Vovó me levava a passear, ela tinha um namorado, íamos ao parquinho andar de cavalinho, comer pizza e na missa, na Catedral de São Caetano, eu era a preferida de minha avó, que foi também o primeiro grande amor de minha vida, a pessoa que ainda hoje povoa meus sonhos, era de um requinte inacreditável, não imagino onde ela aprendeu etiqueta, pois colocava a mesa de refeição com tamanha perfeição e me ensinou, toalhas de linho, aparelho de porcelana, belos talheres, copos de cristal, tudo colocado nos seus devidos lugares, era sempre o prato fundo e o raso, pois serviam entradas, os talheres colocados à direita com o guardanapo e os cristais a esquerda, grades banquetes, grandes feijoadas que somente ela fazia, até sinto o delicioso aroma de tanta saudade.

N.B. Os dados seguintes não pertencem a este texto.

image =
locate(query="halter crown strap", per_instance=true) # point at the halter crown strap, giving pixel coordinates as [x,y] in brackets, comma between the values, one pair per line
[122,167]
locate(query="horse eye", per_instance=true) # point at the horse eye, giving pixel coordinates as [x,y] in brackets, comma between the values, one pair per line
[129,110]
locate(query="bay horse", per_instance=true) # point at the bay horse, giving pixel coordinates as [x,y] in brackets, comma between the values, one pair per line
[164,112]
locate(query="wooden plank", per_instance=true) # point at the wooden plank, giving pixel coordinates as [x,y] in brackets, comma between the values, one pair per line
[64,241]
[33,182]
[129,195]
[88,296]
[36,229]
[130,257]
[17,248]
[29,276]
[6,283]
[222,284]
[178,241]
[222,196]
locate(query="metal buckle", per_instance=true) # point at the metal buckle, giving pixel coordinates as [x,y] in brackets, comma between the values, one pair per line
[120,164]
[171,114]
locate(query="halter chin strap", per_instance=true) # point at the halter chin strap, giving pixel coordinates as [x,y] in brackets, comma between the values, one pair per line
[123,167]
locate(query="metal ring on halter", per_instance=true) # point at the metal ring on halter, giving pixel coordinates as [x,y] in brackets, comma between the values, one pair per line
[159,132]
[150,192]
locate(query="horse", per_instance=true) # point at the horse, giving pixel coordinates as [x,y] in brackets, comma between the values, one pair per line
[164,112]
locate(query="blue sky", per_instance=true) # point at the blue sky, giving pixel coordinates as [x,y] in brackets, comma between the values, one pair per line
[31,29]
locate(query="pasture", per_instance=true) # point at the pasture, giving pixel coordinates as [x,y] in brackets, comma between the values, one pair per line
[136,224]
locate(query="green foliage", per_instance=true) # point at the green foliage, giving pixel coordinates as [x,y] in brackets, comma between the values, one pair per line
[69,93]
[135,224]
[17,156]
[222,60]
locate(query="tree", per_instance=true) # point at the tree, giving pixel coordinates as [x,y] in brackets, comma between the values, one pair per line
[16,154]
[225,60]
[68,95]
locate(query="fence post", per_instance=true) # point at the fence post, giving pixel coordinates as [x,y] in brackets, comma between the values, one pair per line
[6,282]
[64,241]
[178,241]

Minhas tias trabalhavam, uma era baixinha, gordinha tipo intelectual, secretária bilíngue, trabalhou em grandes empresas, uma delas a Kibon de sorvetes; a outra tipo modelo, telefonista de um oleoduto, Techint e secretária do então presidente do Jóquei Clube de Sampa João Ademar de Almeida Prado.
Vivemos ali uma bela infância, apesar de trancados no quintal, não era possível sair a rua que naquela época era saída para a baixada Santista, com todo o tráfego pesado de caminhões e ônibus, muitas artes fazíamos e vivíamos o sonho de nossa casa, onde pudéssemos ser livres.